As a manufacturer of these products, iCable projects $30 million in sales for 2004 and $50 million for 2005 for the Korean-based company. iCable's lead product is their S-MTA (Stand-alone Multimedia Terminal Adaptor) which provides two VoIP telephone lines for customers having broadband-cable or DSL Internet access. Key features include a built in DHCP server; other products include the S-MTA with built in Cable Modem, ADSL Modem, & 911 Life Line patent pending technology. Each of these products are available with integrated WiFi access point. A new product, the IP Set-top box, will be used in the new world of technology where, Voice, Video and Data converge and will be known as the "Triple Play."

Under the Agreement, 51% of iMax will be owned by VoIP, Inc. and 49% by iCable. The Agreement is subject to VoIP, Inc. paying iCable $5 million in two equal installments. The first installment is due on June 30, 2004, with a 30 day grace period; the second payment is due on July 30, with a 60 day grace period.
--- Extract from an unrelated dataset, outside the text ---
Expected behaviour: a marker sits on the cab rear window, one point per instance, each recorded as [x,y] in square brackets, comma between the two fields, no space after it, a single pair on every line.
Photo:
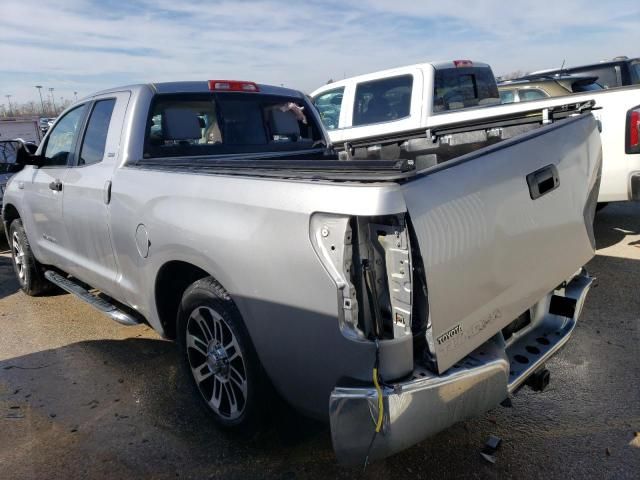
[457,88]
[227,123]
VoIP, Inc. will attempt to obtain the necessary funds through private placements of equity or debt securities, and if unable to do so, will either forfeit its rights under the venture or will attempt to renegotiate the deal.

Under the Agreement, iCable will contribute all of its rights and interest in contracts and rights with current customers in North and South America. iMax shall have the exclusive right to use iCable's intellectual property and rights to its products in North and South America. iCable has guaranteed iMax Solutions minimum yearly sales for 2004, 2005 and 2006 of $10 million, $25 million and $40 million respectively.

The entire Agreement between the respective parties can be found in VoIP, Inc.'s Form 8K filing with the U.S. Securities & Exchange Commission on the SEC's website at www.sec.gov/edgar/searchedgar/webusers.htm which will be filed by VoIP, Inc. within two business days from the date of this press release.

Further information on iCable can be found at: www.icablesystem.com.

VoIP, Inc.'s (www.voipincorporated.com) goal is to become a world leader in providing Voice Over IP customer premise equipment and in addition, premium Voice Over IP subscriber-based enhanced telephony services, as well as innovative WiFi and WiMAX technology solutions for residential and enterprise customers globally.

The above information contains certain forward-looking statements and information relating to the Company that is based on the beliefs of the Company and/or its management as well as assumptions made by and information currently available to the Company or its management. When used in this document, the words "anticipate," "estimate," "expect," "intend," "projects," and similar expressions, as they relate to the Company or its management, are intended to identify forward-looking statements. Such statements reflect the current view of the Company regarding future events and are subject to certain risks, uncertainties and assumptions, including the risks and uncertainties noted. Should one or more of these risks or uncertainties materialize, or should underlying assumptions prove to be incorrect, actual results may vary materially from those described herein as anticipated, believed, estimated, expected, intended or projected. In each instance, forward-looking information should be considered in light of the accompanying meaningful cautionary statements herein. Factors that could cause results to differ include, but are not limited to, successful performance of internal plans, the impact of competitive services and pricing and general economic risks and uncertainties.